The cast is rounded out by the queer and loving husband Panfilo (Karan Gill), grandiose nobleman Tindaro (Douggie McMeekin), cluelessly imperious Filomena (Jessica Plumber), and Sirisco’s beleaguered colleague Stratilia (Leila Farzad), who has had it up to here with these aristocrats before we even meet her in the first episode. Both Farzad and Hale’s performances ground the series in a recognizable emotional reality.
In the series’ final episodes, Sirisco reconnects with his core humanity, thanks to “the authenticity of his connection with his friend”, the reflexively kind Arriguccio, (Dustin Demri-Burns). The survivors, telling and enjoying stories together in The Decameron’s final scene, is a lovely, earned moment of temporary relief, and is a callback to the gathering Leonardo originally planned.
‘The Decameron’ Gives Sex, Class, and the Plague a Contemporary Spin
Hale hopes that “people see both the dark and the light of each of these characters,” noting that they all reflect what a “mixed bag” of emotions and morality we all are. The extremity of The Black Death should, he says, remind viewers of the early days of the pandemic, where “you saw the worst of humanity, you saw the best of humanity. When the dark was that dark, you saw the light even more.”
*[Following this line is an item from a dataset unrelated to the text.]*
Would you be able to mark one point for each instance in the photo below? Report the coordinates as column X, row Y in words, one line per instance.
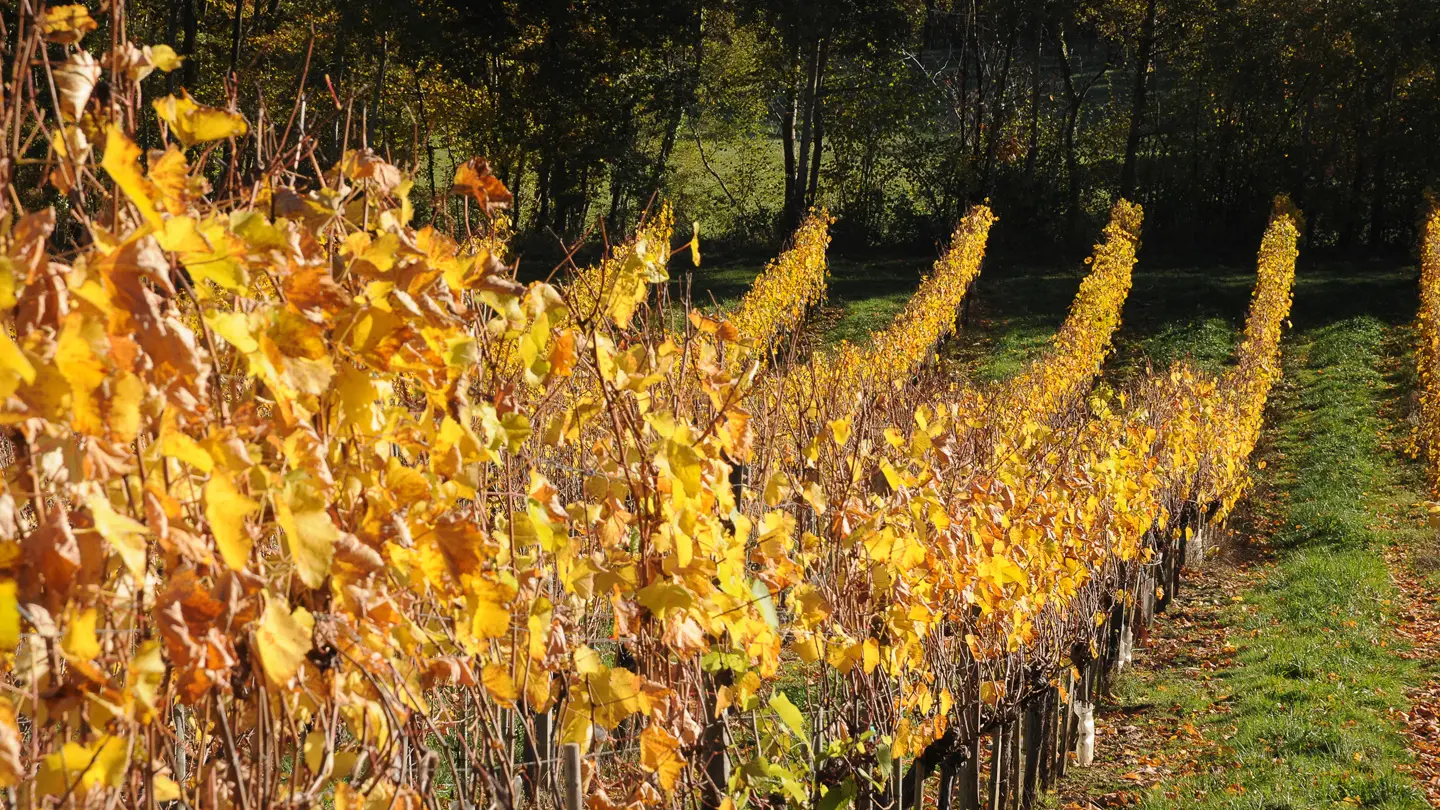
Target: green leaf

Jordan agrees, emphasizing a distinction between The Decameron and multi-season historical dramedies: “This show is a limited series. We went in with the intention to write it into the ground, so we would have failed if any of these characters failed to significantly change over the eight episodes.”
The versatile actors, paired with multidimensional characters is a combination that creates believable journeys within The Decameron’s absurdly and anachronistically heightened reality. Initially shallow, foolish characters like Tindaro and Panfilo discover unsuspected depth and purpose after experiencing the agony of loss. They’re able to dig deep to protect those who remain, giving their friends a better chance at survival by hurling everything they’ve got (including a pestilence-riddled corpse) at the series’ Final Boss, a group of bloodthirsty mercenaries who arrive to plunder the villa.
Ultimately, Jordan is perhaps most “excited for people to see” the complexity of her actors’ performances. For his part, Hale has a daring prediction for how The Decameron will find its most devoted audience: “The fact that I wear wool tights is really going to make an impact.”